Diferentemente da energia termelétrica despachada por ordem de mérito que é remunerada pelo Custo Variável Unitário da usina (CVU) pelas distribuidoras de energia, a GFOM para Compensação é liquidada no Mercado de Curto Prazo ao PLD vigente em nome do agente termelétrico. Ressalta-se também que a compensação por esta GFOM para Compensação não exime o agente termelétrico das obrigações contratuais no mercado de energia quando este for chamado a gerar por ordem de mérito.

Já em 2020, observou-se uma boa recuperação nos níveis de reservatório, que chegaram a 60% da Energia Armazenada do SIN em junho de 2020. Esta recuperação decorreu principalmente da sobrecontratação da oferta, resultante da expansão contratada em leilões de energia em anos anteriores, quando havia uma expectativa de crescimento da carga superior à que se materializou desde então.
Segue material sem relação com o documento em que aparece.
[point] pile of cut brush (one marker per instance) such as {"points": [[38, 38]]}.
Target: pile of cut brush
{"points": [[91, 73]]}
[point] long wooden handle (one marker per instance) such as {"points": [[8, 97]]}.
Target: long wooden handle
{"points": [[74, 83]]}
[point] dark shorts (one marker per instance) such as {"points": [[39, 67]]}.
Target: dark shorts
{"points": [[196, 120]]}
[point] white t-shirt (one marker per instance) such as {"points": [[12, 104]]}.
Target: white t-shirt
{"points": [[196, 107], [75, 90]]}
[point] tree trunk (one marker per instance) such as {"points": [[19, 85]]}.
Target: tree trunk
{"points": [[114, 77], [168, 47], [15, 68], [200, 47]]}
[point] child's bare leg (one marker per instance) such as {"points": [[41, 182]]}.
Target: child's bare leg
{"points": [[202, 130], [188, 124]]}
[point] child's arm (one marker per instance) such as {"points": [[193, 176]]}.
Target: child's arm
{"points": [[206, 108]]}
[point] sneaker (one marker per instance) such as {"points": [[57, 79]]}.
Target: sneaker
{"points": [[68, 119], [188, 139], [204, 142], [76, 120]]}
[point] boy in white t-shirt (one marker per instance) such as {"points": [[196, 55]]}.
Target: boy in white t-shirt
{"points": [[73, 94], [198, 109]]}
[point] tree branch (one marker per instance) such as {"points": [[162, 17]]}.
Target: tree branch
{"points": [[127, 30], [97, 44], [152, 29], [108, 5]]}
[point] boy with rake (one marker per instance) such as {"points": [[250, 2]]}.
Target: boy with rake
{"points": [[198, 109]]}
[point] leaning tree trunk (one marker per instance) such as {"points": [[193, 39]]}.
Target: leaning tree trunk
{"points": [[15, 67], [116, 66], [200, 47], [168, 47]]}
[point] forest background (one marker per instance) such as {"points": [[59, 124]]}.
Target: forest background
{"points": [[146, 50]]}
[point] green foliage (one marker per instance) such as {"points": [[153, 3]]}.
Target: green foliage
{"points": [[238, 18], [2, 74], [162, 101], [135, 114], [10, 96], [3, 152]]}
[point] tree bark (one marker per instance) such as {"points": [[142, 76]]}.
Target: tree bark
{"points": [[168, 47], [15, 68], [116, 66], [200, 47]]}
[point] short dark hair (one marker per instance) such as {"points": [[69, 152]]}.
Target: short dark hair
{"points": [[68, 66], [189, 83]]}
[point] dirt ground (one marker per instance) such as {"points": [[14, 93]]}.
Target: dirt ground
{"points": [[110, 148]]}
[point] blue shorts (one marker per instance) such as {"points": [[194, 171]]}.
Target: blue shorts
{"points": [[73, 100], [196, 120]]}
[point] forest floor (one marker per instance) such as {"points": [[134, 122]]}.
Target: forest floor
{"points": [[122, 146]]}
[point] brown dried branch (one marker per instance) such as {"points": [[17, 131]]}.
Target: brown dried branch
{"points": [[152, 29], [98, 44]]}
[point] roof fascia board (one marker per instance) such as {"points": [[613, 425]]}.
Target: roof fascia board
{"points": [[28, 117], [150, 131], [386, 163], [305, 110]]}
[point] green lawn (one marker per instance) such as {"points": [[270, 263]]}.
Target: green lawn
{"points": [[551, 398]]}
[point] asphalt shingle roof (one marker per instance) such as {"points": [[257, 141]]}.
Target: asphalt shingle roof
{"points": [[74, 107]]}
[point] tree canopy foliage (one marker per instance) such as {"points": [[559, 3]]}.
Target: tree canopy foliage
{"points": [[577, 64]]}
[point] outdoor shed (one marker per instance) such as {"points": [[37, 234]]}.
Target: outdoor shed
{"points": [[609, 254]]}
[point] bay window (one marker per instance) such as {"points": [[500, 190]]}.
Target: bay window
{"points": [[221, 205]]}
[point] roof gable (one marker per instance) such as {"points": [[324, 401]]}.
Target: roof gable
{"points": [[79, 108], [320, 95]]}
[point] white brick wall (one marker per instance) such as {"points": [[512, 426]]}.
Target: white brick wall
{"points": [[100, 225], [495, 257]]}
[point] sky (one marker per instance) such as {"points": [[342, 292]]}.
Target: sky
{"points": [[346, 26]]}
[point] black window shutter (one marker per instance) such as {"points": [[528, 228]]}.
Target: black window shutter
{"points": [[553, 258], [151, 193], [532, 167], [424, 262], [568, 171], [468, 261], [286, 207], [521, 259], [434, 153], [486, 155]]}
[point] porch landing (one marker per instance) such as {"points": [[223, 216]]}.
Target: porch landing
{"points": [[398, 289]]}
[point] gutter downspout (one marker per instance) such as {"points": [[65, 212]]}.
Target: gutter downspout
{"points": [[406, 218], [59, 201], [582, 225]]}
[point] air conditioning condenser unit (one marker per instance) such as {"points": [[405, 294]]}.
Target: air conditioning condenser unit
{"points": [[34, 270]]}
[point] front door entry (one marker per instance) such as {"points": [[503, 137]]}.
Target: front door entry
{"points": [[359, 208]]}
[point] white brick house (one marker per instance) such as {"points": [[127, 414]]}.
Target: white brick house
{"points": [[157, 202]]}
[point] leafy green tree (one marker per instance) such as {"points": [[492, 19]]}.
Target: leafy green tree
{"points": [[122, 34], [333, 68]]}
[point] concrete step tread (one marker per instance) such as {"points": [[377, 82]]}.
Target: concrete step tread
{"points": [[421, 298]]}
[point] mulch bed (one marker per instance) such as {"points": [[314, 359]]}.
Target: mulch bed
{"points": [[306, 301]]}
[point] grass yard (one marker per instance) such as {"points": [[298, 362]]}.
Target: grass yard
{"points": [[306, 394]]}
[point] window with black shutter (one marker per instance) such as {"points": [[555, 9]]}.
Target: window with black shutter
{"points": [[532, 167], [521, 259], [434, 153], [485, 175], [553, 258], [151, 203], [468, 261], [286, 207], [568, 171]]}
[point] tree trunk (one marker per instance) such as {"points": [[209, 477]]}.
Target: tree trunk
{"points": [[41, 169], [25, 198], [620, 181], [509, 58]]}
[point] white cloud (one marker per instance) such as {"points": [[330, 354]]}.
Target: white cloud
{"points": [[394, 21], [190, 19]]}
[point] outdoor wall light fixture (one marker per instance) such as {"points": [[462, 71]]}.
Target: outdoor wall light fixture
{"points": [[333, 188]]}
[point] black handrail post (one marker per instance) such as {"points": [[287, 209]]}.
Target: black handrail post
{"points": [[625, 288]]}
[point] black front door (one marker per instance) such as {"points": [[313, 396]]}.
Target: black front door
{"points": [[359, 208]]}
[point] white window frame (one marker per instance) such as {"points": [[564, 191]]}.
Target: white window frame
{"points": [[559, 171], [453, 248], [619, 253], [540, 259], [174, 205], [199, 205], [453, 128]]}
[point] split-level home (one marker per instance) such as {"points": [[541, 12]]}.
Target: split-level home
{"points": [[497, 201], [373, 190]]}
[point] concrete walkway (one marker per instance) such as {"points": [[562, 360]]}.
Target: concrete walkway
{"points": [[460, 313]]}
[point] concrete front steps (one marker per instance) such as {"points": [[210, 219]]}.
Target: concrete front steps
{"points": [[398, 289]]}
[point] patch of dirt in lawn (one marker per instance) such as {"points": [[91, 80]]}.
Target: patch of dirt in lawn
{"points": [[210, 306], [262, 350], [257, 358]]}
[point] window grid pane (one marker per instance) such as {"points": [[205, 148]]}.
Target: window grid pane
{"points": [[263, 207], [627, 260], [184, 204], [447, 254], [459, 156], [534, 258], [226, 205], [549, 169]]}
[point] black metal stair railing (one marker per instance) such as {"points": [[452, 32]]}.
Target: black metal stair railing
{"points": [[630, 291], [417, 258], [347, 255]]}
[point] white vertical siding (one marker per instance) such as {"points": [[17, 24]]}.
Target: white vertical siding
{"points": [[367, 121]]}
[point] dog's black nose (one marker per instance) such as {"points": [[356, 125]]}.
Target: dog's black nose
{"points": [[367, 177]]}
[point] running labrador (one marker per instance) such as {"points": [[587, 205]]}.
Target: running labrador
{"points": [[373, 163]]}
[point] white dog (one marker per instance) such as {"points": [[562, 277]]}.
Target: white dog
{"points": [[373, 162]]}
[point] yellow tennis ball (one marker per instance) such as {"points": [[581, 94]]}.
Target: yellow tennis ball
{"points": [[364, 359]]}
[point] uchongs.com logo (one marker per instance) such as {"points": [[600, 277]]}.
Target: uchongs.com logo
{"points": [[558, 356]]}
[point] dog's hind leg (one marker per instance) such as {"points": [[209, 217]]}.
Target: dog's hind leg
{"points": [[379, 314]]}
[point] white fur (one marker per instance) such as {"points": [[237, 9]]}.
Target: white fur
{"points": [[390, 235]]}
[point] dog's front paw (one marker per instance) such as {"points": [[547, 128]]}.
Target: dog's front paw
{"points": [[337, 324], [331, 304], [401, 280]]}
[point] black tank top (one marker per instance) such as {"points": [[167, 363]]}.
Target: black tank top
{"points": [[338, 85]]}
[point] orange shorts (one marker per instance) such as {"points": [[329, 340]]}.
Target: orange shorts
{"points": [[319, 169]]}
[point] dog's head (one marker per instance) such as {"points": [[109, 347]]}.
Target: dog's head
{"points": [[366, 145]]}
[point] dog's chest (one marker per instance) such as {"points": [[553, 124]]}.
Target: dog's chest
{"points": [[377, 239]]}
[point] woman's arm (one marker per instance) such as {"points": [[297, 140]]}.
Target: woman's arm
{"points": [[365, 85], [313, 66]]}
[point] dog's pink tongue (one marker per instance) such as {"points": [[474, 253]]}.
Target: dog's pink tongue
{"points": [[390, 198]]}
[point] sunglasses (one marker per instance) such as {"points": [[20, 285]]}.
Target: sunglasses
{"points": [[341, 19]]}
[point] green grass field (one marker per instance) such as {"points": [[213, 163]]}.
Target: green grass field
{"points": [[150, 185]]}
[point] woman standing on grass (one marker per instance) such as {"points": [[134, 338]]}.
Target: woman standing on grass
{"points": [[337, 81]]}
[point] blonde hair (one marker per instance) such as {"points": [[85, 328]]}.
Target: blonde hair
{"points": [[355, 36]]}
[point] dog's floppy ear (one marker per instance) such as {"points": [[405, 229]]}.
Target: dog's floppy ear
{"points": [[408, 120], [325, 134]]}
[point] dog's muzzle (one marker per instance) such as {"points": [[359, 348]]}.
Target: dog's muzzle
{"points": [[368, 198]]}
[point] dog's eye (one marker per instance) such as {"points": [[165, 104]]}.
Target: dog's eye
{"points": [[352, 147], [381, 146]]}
E a frustração do crescimento da carga acentuou-se em 2020 com as medidas de distanciamento social adotadas para combater a pandemia da covid-19.

Este episódio mostrou como a atuação de setores sinergéticos ao elétrico mitigaram os efeitos negativos de uma das maiores crises hídricas dentro do mercado de energia. Os excedentes de gás natural foram aproveitados pelas termelétricas, que ajudaram a suprir o mercado de energia elétrica e evitar uma alta de preços do PLD num momento crítico.

Com a perspectiva de grande ampliação da produção doméstica de gás natural, principalmente na forma de gás associado (extraído juntamente com petróleo) e/ou advindo de plataformas marítimas, é de se esperar uma maior ocorrência de sobreoferta deste recurso. Assim, mecanismos como o GFOM para Compensação podem desempenhar um papel muito importante para promover uma maior flexibilidade ao atual mercado de gás natural e, ao mesmo tempo, beneficiar os consumidores de energia elétrica – como ocorreu neste último ano.

Mas é preciso avaliar cuidadosamente quais podem ser as implicações deste mecanismo nos próximos anos. Observa-se que até maio de 2020 foram registrados 11,5 TWh em créditos para a GFOM para Compensação, montante suficiente para atender a um quarto de toda a energia consumida no Sistema Interligado Nacional (SIN) naquele mês.

Conforme destacado na 14ª edição do Programa Energia Transparente, há várias iniciativas em curso para fomentar o desenvolvimento do mercado de gás natural, cujo amadurecimento é condição essencial para que haja maior coordenação entre os setores elétrico e de gás natural, resultando no melhor aproveitamento dos recursos e na mitigação de riscos.

Assim como essa análise, inúmeras outras são desenvolvidas em profundidade na 14ª edição do Programa Energia Transparente, sempre buscando estabelecer a interdependência dos problemas e soluções que definem nosso complexo – e apaixonante – setor elétrico brasileiro.

Claudio J. D. Sales, Eduardo Müller Monteiro e Richard Hochstetler são, respectivamente, Presidente, Diretor Executivo e Diretor de Assuntos Econômicos e Regulatórios do Instituto Acende Brasil.